January 7, 2010
A new decade brings new opportunities and challenges. The interaction between diet and health received significant attention during “The Aughts.” What will we do during this next decade to respond to the call for action for a healthier and more sustainable lifestyle? This is the second in a continuing series highlighting 10 ways you can help this year.
After visiting our Saturday Baltimore, MD farmer’s market teeming with local produce, I know that seasonal supply is not a problem. America is still very much an agrarian country; I can measure my degrees of urbanity in “minutes-traveled-before-seeing-a-cow.” How then can we create demand for fresh, local foods in the most pedestrian food venues like grocery stores, food carts, and chain restaurants? On an individual level, this year I resolve to do something different… and ASK where my food comes from. As a borderline introvert, I often have trouble asking. I am irrationally worried about the shrugs, stares, or bland responses.
I’ll gather my courage and ask my grocer, fishmonger, baker, street vendor, or restaurateur about where their food comes from. If the answer doesn’t sit well, I’ll ask if the well-traveled food can be replaced or exchanged with local, seasonal ingredients. I’ll be as specific as possible—if I have a hankering for local, seasonal arugula, I’ll let the world know!

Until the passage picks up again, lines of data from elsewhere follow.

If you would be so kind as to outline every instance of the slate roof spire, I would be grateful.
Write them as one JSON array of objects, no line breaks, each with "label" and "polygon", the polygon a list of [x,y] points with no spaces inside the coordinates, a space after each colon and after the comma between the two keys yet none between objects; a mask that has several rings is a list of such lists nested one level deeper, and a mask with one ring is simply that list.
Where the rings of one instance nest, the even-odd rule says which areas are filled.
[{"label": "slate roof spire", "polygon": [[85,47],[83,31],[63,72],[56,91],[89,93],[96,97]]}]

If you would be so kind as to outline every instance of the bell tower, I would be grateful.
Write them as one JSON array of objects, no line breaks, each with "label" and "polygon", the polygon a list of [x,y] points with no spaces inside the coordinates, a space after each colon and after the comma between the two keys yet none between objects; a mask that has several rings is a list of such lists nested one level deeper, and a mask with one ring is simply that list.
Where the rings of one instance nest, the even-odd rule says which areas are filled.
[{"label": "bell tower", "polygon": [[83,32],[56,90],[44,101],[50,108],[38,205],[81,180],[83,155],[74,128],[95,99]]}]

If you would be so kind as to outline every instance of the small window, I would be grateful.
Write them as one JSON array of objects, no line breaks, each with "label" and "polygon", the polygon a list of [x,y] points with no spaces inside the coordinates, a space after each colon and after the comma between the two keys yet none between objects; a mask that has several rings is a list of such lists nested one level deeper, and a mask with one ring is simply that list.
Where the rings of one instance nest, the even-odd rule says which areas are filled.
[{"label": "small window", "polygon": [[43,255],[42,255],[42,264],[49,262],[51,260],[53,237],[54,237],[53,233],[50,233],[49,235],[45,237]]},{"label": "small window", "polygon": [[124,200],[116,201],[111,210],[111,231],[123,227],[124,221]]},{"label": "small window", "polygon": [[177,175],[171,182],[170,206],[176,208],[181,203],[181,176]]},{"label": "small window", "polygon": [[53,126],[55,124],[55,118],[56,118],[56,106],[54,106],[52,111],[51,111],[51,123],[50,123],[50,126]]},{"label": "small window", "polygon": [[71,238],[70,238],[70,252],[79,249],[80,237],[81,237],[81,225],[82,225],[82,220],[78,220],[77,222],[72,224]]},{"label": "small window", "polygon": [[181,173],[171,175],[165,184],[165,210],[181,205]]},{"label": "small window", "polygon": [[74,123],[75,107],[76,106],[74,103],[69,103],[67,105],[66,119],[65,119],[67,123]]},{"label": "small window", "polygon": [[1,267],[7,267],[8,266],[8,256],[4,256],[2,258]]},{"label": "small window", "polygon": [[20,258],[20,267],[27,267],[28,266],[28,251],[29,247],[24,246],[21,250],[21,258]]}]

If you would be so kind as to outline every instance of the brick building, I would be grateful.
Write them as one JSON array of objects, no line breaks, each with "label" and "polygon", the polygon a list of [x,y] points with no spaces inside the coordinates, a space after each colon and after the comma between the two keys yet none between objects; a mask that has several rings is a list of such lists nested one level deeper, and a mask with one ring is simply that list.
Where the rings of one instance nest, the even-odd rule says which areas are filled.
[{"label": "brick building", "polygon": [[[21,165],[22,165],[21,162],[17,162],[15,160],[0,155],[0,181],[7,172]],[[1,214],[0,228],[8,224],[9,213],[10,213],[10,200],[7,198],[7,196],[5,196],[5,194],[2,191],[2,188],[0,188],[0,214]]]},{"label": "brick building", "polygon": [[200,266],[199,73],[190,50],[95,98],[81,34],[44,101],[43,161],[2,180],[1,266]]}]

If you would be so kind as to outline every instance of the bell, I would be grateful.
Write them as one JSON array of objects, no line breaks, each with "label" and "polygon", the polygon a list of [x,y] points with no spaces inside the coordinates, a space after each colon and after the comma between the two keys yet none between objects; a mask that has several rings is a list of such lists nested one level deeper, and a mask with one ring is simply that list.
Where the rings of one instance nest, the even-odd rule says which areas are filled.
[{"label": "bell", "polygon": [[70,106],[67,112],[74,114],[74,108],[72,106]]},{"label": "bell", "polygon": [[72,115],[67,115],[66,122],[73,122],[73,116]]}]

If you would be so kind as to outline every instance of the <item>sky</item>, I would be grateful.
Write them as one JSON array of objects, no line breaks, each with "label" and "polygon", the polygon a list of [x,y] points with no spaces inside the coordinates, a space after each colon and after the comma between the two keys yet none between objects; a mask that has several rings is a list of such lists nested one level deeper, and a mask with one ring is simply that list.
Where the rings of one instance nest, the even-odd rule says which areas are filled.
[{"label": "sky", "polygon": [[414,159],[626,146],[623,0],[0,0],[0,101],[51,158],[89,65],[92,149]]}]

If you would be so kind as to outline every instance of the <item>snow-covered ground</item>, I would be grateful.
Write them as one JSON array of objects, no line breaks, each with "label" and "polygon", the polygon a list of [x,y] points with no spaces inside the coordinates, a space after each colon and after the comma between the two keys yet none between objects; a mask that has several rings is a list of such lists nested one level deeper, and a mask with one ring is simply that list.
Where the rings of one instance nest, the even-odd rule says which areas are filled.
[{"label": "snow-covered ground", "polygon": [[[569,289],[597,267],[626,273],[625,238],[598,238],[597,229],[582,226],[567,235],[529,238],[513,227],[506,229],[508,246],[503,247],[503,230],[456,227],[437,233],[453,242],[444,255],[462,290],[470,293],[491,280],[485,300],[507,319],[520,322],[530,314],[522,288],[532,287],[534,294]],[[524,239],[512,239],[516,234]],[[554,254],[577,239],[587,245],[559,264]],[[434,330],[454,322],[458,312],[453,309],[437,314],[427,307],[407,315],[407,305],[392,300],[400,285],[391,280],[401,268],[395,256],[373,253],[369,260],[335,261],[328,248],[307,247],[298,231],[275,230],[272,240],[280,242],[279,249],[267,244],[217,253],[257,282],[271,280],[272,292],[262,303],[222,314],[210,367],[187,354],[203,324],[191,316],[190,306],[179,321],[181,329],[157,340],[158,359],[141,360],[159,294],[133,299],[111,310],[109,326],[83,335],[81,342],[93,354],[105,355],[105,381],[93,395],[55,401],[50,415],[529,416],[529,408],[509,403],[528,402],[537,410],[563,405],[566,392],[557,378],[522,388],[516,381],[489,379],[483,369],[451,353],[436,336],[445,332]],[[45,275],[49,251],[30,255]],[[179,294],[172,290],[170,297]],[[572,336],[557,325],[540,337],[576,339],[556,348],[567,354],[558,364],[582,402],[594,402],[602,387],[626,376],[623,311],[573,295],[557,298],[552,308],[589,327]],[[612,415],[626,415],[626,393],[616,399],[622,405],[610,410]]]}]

I’ll ask the waiter or cook about the region and country of origin of seafood. There is a big difference in terms of sustainability if your salmon is farmed or wild-caught, domestic or imported, and you can’t tell by tasting it. The more one learns about sustainable foods, the more informed ones questions can be.
A hot apple pie made from Chilean apples looks, smells, tastes, and melts ice cream just like one from Virginia apples. The only difference is that Baltimore and Santiago, Chile are 5040 mi apart (!), while Baltimore and the VA Appalachians are around a hundred miles apart. This difference in miles amounts to quantifiable indirect environmental impacts (see our report on methods and tools to quantify food procurement).
This year I’ll value the power of choice, if no other reason than because food producers and vendors already do. As Patti Williams, a University of Pennsylvania Wharton business professor says, “Consumers say they want healthier foods, but if you look at consumer behavior, many people choose unhealthy foods over healthy ones” (Food Fight: Obesity Raises Difficult Marketing Issues). On a population level, if we have a “buycott” and support local, organic produce and meats (don’t forget Meatless Monday), we may be able to change our food systems and turn around obesity trends. Not a bad start to a new decade.